Even if the GPS capability is turned off on the phone, an IT administrator can remotely turn it on in order to locate the phone, depending on the privacy policies that company has, said Ahmed Datoo, vice president of marketing for Zenprise.
Finding a lost phone, rather than replacing it, can save organizations money. A company can spend as much as US$4,000 when a worker loses a phone, said Chris Hazelton, an analyst at the 451 Group. He came up with that figure based on a mid-level attorney who would lose productivity without the phone, plus the time and money IT would spend to reprovision a new phone.
“The cost of a lost device of any employee’s smartphone has a direct impact on a company’s bottom line,” he said.
Zenprise’s Device Manager has other tools as well. The device auditor feature displays a list of all third-party applications on the phones. If the IT department finds applications like games that may not be allowed under company policy, an administrator can ask the user to uninstall the program. Or, the administrator can remotely uninstall the application using tools that come with the BlackBerry server, Datoo said.

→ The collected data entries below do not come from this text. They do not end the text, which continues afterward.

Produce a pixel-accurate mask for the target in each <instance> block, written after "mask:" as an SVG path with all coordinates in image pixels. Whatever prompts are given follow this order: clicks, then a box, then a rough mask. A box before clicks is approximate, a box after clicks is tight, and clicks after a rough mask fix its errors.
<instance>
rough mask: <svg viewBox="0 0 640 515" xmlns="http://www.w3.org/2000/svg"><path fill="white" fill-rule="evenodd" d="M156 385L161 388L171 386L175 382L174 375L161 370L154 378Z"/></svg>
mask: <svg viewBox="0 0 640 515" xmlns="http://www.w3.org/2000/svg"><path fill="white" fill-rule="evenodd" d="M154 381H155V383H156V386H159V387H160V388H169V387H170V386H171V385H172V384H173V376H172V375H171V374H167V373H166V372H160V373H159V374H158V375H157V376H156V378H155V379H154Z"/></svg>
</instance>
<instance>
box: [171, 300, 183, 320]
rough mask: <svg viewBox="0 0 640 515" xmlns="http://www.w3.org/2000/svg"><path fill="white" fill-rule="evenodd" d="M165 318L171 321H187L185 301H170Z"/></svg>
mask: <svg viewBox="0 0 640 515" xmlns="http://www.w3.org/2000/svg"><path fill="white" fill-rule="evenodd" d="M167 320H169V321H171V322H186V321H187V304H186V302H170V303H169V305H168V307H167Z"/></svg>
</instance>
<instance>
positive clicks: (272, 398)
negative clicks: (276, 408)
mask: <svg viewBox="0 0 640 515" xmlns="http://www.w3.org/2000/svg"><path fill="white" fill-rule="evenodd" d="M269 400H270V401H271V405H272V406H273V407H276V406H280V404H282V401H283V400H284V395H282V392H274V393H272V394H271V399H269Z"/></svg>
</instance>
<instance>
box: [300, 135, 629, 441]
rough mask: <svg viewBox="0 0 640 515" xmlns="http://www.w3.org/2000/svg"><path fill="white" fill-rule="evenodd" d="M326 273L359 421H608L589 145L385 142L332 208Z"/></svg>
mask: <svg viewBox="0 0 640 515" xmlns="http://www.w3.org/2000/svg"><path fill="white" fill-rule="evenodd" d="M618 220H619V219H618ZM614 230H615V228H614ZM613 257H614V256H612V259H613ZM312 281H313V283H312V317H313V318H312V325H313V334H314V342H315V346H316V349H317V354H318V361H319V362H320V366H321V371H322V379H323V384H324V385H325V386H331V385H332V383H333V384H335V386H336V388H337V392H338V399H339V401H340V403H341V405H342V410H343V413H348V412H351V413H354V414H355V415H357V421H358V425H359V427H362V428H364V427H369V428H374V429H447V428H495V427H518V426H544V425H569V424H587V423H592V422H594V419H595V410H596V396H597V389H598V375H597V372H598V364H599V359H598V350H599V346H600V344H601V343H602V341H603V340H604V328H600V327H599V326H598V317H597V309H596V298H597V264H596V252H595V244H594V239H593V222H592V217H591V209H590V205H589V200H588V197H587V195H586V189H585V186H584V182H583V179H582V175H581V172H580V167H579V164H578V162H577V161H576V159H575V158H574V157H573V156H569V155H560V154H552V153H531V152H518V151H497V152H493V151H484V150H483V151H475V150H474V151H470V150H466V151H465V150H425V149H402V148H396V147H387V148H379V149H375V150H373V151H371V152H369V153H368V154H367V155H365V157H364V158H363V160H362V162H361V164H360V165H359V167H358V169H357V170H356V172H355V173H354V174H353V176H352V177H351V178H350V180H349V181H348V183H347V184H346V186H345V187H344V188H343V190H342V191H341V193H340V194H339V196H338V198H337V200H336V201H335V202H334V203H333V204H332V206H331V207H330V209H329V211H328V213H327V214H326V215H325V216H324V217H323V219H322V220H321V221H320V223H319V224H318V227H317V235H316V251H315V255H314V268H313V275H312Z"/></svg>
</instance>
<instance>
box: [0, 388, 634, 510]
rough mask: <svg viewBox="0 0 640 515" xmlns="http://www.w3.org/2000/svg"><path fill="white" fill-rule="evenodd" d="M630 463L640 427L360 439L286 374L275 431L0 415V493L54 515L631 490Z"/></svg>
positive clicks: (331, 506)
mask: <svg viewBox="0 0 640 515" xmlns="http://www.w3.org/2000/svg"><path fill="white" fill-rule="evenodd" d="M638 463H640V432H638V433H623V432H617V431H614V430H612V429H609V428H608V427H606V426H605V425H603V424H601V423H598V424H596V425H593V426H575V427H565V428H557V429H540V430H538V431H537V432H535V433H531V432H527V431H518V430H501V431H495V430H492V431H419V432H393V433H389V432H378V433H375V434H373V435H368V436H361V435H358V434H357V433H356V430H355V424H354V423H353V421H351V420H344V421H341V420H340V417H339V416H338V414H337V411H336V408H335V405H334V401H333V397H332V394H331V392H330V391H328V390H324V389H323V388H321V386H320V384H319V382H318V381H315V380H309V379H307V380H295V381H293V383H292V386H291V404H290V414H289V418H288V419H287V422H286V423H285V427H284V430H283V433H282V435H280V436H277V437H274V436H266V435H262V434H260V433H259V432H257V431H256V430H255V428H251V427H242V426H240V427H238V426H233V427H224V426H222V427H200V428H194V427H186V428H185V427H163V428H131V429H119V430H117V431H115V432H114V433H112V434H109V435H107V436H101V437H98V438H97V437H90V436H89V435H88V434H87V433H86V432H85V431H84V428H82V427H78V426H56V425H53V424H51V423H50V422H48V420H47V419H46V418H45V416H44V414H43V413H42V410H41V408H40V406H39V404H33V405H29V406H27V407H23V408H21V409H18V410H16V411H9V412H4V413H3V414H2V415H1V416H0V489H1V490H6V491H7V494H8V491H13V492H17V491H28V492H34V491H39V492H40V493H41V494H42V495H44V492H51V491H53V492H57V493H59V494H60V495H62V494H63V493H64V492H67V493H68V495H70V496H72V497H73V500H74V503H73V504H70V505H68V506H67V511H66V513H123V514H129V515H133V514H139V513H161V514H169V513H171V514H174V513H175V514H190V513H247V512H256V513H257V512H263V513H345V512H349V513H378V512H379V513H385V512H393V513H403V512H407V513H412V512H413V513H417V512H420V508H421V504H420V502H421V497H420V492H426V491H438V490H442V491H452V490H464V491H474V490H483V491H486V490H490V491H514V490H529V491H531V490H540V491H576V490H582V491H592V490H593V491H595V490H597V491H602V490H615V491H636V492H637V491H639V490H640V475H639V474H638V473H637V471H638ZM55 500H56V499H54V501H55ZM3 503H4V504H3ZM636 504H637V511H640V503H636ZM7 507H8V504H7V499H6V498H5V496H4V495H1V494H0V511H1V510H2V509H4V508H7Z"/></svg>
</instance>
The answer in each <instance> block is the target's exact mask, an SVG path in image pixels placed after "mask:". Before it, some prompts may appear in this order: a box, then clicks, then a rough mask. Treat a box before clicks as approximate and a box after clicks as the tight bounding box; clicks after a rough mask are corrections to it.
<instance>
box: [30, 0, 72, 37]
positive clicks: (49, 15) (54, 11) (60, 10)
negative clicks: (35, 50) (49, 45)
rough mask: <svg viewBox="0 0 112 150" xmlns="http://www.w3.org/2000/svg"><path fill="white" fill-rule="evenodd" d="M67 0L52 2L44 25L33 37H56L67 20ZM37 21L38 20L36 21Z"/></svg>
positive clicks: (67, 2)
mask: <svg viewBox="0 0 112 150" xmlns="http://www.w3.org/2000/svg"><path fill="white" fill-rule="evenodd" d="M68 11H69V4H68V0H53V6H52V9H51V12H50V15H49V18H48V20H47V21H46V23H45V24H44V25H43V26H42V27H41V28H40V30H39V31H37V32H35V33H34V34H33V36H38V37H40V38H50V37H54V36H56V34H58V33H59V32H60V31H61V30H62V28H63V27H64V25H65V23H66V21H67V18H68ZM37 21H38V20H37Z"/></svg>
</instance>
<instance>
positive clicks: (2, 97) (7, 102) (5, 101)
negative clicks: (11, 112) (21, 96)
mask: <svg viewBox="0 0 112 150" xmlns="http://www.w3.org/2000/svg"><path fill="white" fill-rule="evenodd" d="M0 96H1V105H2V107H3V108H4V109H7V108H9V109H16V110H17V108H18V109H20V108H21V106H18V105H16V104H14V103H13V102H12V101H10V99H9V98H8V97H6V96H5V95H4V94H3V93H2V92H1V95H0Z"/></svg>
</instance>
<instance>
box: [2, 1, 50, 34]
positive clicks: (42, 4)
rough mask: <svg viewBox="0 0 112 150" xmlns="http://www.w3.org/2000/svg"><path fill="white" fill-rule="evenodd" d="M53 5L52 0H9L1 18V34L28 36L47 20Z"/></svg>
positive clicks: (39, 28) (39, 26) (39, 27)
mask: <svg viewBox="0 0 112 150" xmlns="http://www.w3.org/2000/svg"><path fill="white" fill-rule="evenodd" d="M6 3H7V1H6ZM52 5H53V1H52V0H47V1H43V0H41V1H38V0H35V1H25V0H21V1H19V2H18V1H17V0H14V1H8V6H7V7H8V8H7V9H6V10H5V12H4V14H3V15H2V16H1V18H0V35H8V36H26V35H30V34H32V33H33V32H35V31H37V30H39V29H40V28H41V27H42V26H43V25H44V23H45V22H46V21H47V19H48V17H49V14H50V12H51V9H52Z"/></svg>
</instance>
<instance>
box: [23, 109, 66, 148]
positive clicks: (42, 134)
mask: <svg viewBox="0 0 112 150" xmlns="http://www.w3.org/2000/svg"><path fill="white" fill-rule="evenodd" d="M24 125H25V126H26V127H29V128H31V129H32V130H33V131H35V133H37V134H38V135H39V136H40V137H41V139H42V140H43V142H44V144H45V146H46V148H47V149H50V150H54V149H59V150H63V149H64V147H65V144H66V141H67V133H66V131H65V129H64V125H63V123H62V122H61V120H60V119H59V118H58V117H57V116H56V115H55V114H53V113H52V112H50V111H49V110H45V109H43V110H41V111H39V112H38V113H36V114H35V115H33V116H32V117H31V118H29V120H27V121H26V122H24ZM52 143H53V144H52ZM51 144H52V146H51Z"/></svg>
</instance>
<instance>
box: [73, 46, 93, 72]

“A lot of the challenge has been visibility of what’s installed on devices,” he said.
The ability to view a list of applications on the phone can do more than just reverse unauthorized downloads, however. “The success of the iPhone’s App Store and the pending success of the BlackBerry App World is going to cause users to install more and more applications, and that has the potential side effect of device-related performance problems,” said Datoo.
If a user is complaining that the phone is sluggish, IT can sort the applications by size to find out what’s consuming memory. Some applications might not be necessary and can be deleted. RIM devices come loaded with foreign language support, for example, that the user might not need. The Spanish version of the Research In Motion software takes up half a megabyte, Datoo said.
IT can also remotely look at several other device performance measures, like battery level, how much memory is being used, real-time wireless signal strength, which wireless data network the device is connected to and how long a device has been disconnected.
The Device Manager consists of a small, 100KB application that resides on the phone and communicates with back-end software used by IT managers. Companies can push the phone client out to users over the air. Once the agent is on the device, it stays in sleep mode unless a command from the IT department wakes it up. That ensures that it doesn’t consume battery life unnecessarily.
Device Manager costs $20 per month per phone, in addition to the $35 per month per phone for the MobileManager.
For now, it’s only available for BlackBerry devices, but Zenprise expects to extend it to Windows Mobile and the iPhone in the future.